What is nominal data and what is it used for? How is it collected and analyzed? Learn everything you need to know in this guide.
There are many different industries and career paths that involve working with data—including psychology, marketing, and, of course, data analytics. If you’re working with data in any capacity, there are four main data types (or levels of measurement) to be aware of: nominal, ordinal, interval, and ratio. Here, we’ll focus on nominal data.
We’ll briefly introduce the four different types of data, before defining what nominal data is and providing some examples. We’ll then look at how nominal data can be collected and analyzed. If you want to skip ahead to a specific section, just use the clickable menu.
- An introduction to the four different types of data
- Nominal data definition
- Key characteristics of nominal data
- Nominal data examples
- How is nominal data collected and what is it used for?
- Nominal data analysis
- Key takeaways and next steps
Ready for a complete introduction to nominal data? Let’s go.
1. The four different types of data (or levels of measurement)
When we talk about the four different types of data, we’re actually referring to different levels of measurement. Levels (or scales) of measurement indicate how precisely a variable has been recorded. The level of measurement determines how and to what extent you can analyze the data.
The four levels of measurement are nominal, ordinal, interval, and ratio, with nominal being the least complex and precise measurement, and ratio being the most. In the hierarchy of measurement, each level builds upon the last. So:
- Nominal data denotes labels or categories (e.g. blonde hair, brown hair).
- Ordinal data refers to data that can be categorized and also ranked according to some kind of order or hierarchy (e.g. low income, medium income, high income). Learn more about ordinal data in this guide.
- Interval data can be categorized and ranked just like ordinal data, and there are equal, evenly spaced intervals between the categories (e.g. temperature in Fahrenheit). Learn more in this complete guide to interval data.
- Ratio data is just like interval data in that it can be categorized and ranked, and there are equal intervals between the data points.
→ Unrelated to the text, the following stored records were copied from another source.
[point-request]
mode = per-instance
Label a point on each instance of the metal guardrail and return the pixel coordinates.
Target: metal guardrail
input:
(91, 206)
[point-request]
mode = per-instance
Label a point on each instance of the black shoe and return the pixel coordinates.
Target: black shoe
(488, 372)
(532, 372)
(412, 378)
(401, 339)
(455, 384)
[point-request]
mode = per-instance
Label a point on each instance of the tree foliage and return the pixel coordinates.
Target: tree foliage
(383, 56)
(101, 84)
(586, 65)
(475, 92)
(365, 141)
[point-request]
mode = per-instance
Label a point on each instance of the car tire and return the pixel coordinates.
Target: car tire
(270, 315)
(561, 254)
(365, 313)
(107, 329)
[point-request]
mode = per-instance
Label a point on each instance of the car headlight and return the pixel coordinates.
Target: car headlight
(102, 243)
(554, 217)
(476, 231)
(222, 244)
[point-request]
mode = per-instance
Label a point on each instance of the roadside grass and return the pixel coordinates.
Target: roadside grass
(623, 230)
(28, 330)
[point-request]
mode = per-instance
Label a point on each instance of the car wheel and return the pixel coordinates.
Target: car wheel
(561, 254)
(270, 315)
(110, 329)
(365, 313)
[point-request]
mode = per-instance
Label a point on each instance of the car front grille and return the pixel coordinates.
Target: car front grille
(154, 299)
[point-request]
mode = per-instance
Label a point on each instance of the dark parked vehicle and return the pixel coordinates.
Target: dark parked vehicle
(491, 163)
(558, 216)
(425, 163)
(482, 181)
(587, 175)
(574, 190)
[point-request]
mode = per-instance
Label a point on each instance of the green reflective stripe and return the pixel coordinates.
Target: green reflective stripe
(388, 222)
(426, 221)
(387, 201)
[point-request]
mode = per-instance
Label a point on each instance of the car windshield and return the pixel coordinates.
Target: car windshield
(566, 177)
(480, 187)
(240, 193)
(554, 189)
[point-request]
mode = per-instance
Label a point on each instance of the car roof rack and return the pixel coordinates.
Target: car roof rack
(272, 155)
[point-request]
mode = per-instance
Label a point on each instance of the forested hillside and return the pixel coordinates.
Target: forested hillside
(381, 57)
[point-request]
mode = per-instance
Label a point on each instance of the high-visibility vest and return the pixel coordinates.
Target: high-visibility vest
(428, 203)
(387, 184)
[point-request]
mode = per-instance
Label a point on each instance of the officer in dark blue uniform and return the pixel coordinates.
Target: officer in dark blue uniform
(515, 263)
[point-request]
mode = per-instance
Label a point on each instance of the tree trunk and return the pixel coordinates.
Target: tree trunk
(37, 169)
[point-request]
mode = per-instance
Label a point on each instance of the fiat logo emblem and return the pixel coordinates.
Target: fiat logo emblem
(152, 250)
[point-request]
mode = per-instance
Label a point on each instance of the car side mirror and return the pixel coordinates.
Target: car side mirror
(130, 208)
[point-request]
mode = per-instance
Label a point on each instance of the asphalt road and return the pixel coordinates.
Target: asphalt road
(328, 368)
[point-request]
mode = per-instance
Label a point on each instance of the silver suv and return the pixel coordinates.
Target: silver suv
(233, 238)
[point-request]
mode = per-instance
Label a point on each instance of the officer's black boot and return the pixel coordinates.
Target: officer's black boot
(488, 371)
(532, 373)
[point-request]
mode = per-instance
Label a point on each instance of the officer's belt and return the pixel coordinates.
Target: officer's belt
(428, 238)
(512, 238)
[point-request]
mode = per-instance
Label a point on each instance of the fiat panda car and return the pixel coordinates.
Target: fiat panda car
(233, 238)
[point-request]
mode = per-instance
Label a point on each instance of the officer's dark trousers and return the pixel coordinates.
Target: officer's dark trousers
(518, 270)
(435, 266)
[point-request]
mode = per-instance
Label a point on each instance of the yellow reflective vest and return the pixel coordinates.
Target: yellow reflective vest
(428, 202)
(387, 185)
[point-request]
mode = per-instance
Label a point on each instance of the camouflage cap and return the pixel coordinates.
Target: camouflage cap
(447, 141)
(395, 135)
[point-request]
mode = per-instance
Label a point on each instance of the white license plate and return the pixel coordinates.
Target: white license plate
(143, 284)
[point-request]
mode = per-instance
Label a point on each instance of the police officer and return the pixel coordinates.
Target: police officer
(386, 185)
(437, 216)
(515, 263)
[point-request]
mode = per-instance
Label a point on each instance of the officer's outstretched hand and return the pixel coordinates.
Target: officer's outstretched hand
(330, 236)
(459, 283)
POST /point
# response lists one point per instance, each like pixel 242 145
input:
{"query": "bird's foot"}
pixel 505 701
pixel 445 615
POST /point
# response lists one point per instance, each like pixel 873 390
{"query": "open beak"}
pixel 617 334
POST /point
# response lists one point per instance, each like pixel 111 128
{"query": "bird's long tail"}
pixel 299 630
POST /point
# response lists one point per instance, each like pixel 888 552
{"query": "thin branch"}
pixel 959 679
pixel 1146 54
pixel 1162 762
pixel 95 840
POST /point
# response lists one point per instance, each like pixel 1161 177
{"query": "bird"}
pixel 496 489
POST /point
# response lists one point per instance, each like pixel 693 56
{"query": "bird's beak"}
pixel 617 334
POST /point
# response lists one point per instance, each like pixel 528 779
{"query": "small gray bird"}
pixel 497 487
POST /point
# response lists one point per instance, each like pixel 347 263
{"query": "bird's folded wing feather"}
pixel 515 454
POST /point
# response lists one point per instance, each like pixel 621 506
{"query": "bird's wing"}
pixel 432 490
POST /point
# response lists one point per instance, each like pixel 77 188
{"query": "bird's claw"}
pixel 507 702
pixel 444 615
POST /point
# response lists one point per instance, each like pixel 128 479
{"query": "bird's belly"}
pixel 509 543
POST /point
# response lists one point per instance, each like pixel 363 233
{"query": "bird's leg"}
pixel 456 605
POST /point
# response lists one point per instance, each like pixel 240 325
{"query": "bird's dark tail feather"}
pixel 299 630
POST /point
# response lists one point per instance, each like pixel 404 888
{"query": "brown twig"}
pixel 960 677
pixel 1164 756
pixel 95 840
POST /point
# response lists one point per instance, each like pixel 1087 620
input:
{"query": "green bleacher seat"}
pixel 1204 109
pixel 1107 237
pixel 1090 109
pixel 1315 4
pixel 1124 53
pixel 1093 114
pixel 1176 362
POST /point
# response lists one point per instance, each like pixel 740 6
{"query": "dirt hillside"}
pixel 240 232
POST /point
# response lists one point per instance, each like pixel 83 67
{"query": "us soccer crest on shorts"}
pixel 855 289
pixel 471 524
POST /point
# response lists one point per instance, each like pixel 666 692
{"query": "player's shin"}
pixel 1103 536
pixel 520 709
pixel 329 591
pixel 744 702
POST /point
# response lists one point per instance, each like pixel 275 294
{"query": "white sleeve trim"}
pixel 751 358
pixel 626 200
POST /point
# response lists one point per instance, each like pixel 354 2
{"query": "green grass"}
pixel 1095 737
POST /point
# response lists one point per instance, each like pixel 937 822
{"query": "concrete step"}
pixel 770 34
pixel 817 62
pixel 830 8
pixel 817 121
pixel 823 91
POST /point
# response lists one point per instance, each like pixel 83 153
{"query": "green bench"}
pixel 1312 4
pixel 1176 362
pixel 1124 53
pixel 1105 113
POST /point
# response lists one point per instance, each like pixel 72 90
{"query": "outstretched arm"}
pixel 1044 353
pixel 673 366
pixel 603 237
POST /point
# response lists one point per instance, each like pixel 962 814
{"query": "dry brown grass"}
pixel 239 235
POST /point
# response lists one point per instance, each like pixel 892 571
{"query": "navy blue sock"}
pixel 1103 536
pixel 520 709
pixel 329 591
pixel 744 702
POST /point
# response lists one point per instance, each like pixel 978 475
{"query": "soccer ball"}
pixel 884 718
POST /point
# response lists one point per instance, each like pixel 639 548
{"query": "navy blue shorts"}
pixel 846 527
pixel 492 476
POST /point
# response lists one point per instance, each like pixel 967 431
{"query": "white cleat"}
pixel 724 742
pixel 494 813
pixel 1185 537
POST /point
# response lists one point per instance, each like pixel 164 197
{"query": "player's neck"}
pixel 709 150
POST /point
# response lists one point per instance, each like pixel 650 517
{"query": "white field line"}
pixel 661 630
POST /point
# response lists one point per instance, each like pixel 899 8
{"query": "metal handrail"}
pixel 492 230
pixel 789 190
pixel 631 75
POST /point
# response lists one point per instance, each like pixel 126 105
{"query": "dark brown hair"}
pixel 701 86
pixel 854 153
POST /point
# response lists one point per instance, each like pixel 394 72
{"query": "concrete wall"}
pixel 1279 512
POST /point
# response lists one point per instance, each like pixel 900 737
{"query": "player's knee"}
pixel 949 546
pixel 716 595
Additionally, ratio data has a true zero. Weight in kilograms is an example of ratio data; if something weighs zero kilograms, it truly weighs nothing. On the other hand, a temperature of zero degrees doesn’t mean there is “no temperature”—and that’s the difference between interval and ratio data. You’ll find a complete guide to ratio data here.
You can learn more in this comprehensive guide to the levels of measurement (with examples).
What do the different levels of measurement tell you?
The various levels of measurement are important because they determine how you can analyze your data. When analyzing data, you’ll use descriptive statistics to describe or summarize the characteristics of your dataset, and inferential statistics to test different hypotheses. The descriptive and inferential methods you’re able to use will vary depending on whether the data are nominal, ordinal, interval, or ratio. You can learn more about the difference between descriptive and inferential statistics here.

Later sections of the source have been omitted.